EUME
2020/ 2021

Amal Eqeiq

Indigenous Affinities: Comparative Study in Mayan and Palestinian Narratives

Previous Fellowships: 2019/ 2020

is Assistant Professor of Arabic Studies and Comparative Literature at Williams College. She is currently working on her manuscript, Indigenous Affinities: Comparative Study in Mayan and Palestinian Narratives. Her interdisciplinary research includes modern Arab literature, popular culture, Palestine Studies, feminism(s), performance studies, translation, indigenous studies in the Americas, the Global South, literary history, hip-hop, critical border studies, and decoloniality. She has contributed to the Contemporary Levant Journal, The Routledge Companion to World Literature and World History, Journal of Palestine Studies, Transmotion: An Online Journal of Postmodern Indigenous Studies, MadaMasr, Jadaliyya, and Kohl among others. She has received several awards, including a writing residency at Hedgebrook, the Dean’s Medal in Humanities from the University of Washington, and PARC NEH/FPIRI research fellowship. She earned her PhD in Comparative Literature from the University of Washington (2013). Eqeiq also keeps a Facebook blog called “Diaries of a Hedgehog Feminist.” From November 2019 to July 2021, Eqeiq will be an affiliated EUME Fellow associated with the Lateinamerika‐Institut of Freie Universität Berlin.
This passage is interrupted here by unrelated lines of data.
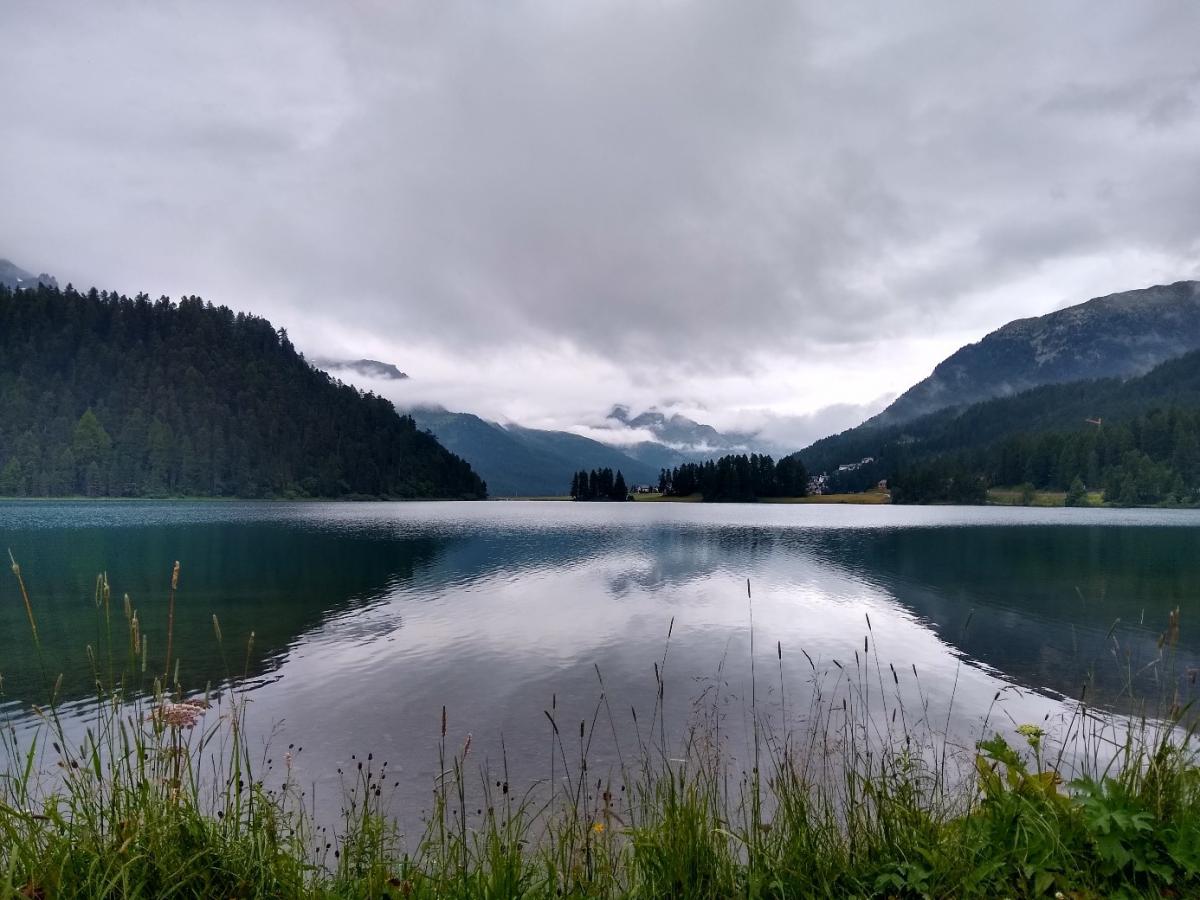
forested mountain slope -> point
(1138, 439)
(1119, 335)
(103, 395)
(527, 462)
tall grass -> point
(859, 793)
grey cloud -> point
(677, 189)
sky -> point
(769, 216)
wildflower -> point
(178, 715)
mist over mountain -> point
(13, 276)
(1119, 335)
(365, 367)
(526, 462)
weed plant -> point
(858, 796)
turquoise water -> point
(367, 618)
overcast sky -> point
(765, 214)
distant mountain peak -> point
(679, 432)
(365, 367)
(1119, 335)
(13, 276)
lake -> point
(369, 618)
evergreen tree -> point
(106, 395)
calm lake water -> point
(367, 618)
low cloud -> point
(805, 202)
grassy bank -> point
(862, 796)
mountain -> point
(12, 276)
(365, 367)
(1138, 439)
(1119, 335)
(679, 439)
(103, 395)
(683, 433)
(527, 462)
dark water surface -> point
(367, 618)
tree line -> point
(102, 395)
(737, 478)
(1151, 459)
(599, 485)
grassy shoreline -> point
(861, 796)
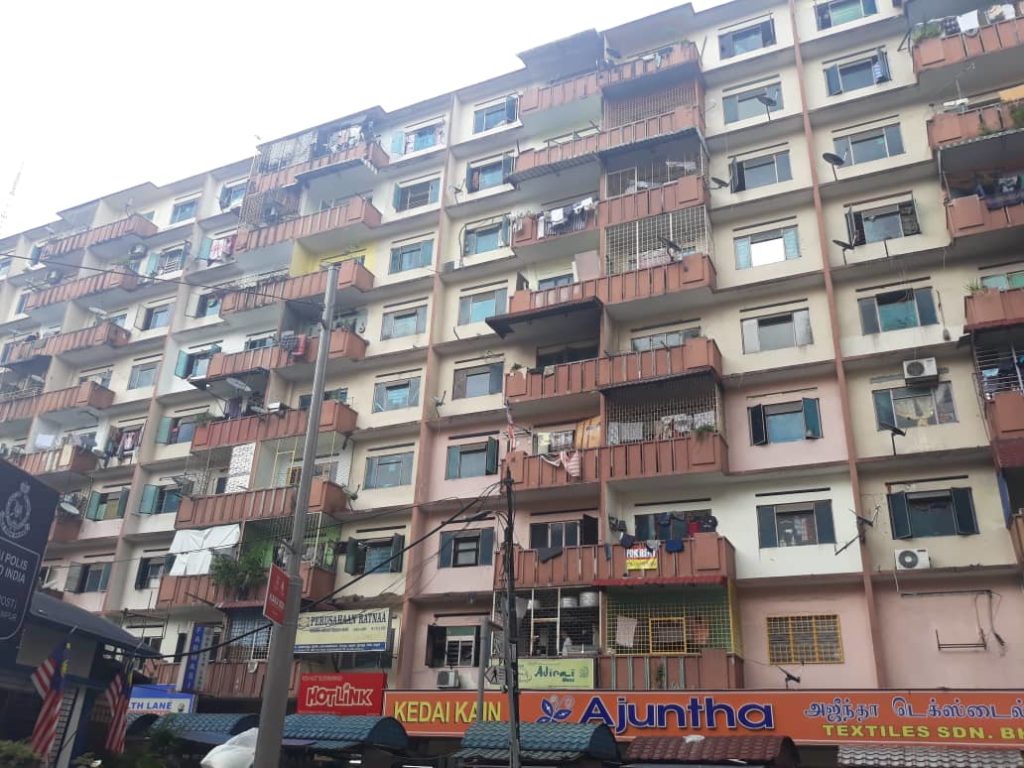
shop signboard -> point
(991, 718)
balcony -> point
(104, 240)
(233, 680)
(75, 346)
(663, 284)
(261, 504)
(59, 467)
(707, 559)
(331, 229)
(335, 417)
(683, 193)
(672, 59)
(183, 592)
(352, 278)
(572, 379)
(990, 49)
(77, 404)
(635, 461)
(578, 151)
(711, 669)
(991, 308)
(370, 158)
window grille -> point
(643, 244)
(663, 411)
(698, 617)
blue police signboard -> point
(27, 508)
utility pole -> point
(511, 629)
(279, 662)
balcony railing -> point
(335, 417)
(935, 52)
(179, 592)
(351, 274)
(696, 355)
(68, 459)
(354, 212)
(561, 155)
(707, 559)
(86, 395)
(133, 225)
(261, 504)
(102, 335)
(645, 460)
(78, 289)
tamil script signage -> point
(921, 717)
(342, 693)
(556, 674)
(343, 631)
(27, 508)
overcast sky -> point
(105, 94)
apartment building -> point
(747, 284)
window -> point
(834, 12)
(914, 407)
(745, 104)
(338, 395)
(804, 640)
(486, 238)
(663, 339)
(412, 256)
(785, 422)
(563, 534)
(383, 555)
(396, 394)
(762, 171)
(887, 222)
(148, 572)
(403, 323)
(851, 76)
(777, 332)
(388, 471)
(769, 247)
(142, 375)
(494, 116)
(416, 196)
(478, 381)
(184, 211)
(897, 309)
(479, 306)
(867, 145)
(158, 316)
(932, 513)
(208, 305)
(546, 284)
(472, 460)
(796, 524)
(466, 549)
(488, 173)
(747, 40)
(453, 646)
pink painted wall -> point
(909, 623)
(857, 669)
(744, 458)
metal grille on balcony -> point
(656, 172)
(663, 411)
(656, 241)
(697, 619)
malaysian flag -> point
(117, 695)
(48, 680)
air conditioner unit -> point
(449, 679)
(912, 559)
(923, 371)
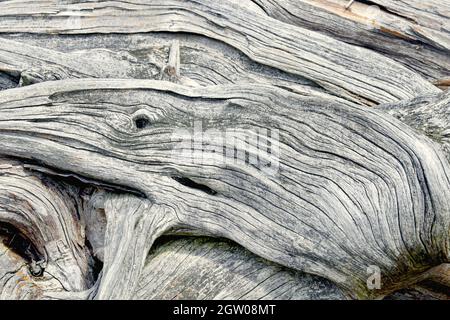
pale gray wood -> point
(343, 69)
(368, 177)
(134, 56)
(373, 27)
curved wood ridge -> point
(388, 193)
(256, 149)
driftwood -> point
(51, 123)
(224, 149)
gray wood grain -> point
(341, 68)
(380, 183)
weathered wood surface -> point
(388, 193)
(343, 69)
(109, 185)
(373, 26)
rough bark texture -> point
(259, 149)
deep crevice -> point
(17, 242)
(194, 185)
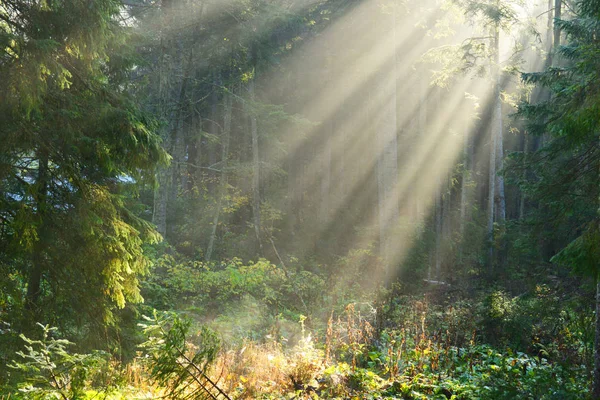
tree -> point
(566, 169)
(74, 143)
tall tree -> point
(73, 142)
(566, 183)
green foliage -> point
(74, 142)
(47, 370)
(176, 364)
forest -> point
(299, 199)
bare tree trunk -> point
(439, 214)
(161, 192)
(596, 384)
(38, 261)
(466, 173)
(255, 164)
(324, 205)
(387, 159)
(224, 164)
(557, 15)
(213, 130)
(496, 183)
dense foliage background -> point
(299, 199)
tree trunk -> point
(596, 384)
(255, 164)
(214, 132)
(224, 164)
(37, 267)
(387, 159)
(438, 229)
(325, 203)
(496, 182)
(466, 173)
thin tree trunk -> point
(596, 384)
(324, 205)
(255, 163)
(214, 132)
(439, 214)
(224, 164)
(161, 192)
(557, 15)
(465, 178)
(387, 159)
(35, 277)
(495, 150)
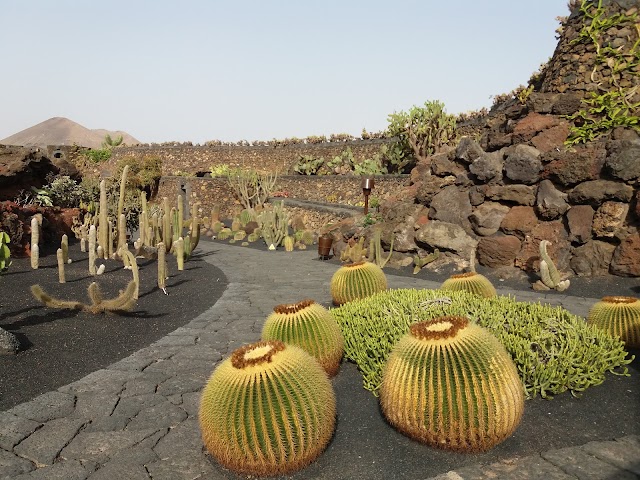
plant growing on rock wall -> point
(424, 129)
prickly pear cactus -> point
(451, 384)
(267, 410)
(309, 326)
(470, 282)
(620, 316)
(357, 280)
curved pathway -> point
(137, 419)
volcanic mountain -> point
(62, 131)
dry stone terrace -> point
(137, 418)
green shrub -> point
(554, 350)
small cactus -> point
(309, 326)
(357, 280)
(267, 410)
(471, 282)
(620, 316)
(451, 384)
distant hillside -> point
(62, 131)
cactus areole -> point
(450, 384)
(267, 410)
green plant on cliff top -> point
(423, 130)
(553, 350)
(614, 108)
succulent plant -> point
(450, 383)
(309, 326)
(269, 409)
(471, 282)
(357, 280)
(619, 316)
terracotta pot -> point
(324, 247)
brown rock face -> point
(519, 221)
(21, 168)
(608, 218)
(578, 165)
(592, 259)
(498, 251)
(626, 257)
(559, 250)
(579, 221)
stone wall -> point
(194, 159)
(327, 189)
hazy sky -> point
(202, 70)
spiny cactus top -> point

Indigenous Affinities: Comparative Study in Mayan and Palestinian Narratives

Eqeiq’s book project investigates similarities between contemporary Mayan and Palestinian narratives of indigeneity based on their shared histories of land struggle, practices of autonomy, quests for liberation, and collective resistance to systematic structural racism, military oppression, and colonial violence. Indigenous Affinities explores a multivalent dialogue between Mexico and Palestine, by going beyond the long history of Latin American solidarity with Palestine and engaging Palestine with Chiapas as parallel geographies of indigenous struggle. Her theoretical frameworks examine critical modalities pertinent to comparative reading in indigenous literature from the Global South, namely affinity, borderlands, and indigenous performance as a multiform practice of decoloniality. These modalities look at a range of contemporary literary texts in Mayan literature in Chiapas, Mexico, alongside Palestinian literature in Israel, while simultaneously dismantling the colonial borders that shaped their cartographies of minoritization and challenging the colonial construction of the very category of the “literary.” Therefore, Eqeiq examines oral texts, mostly community performances in memorial sites in rural areas, and rap music as prominent examples of indigenous oral literature that must be considered primary texts. Through this South‐South and periphery-periphery dialogue, Eqeiq goes beyond solidarity to engage closely with indigenous literary and cultural traditions deemed minor despite their global vision for citizenship, liberation, and decolonization.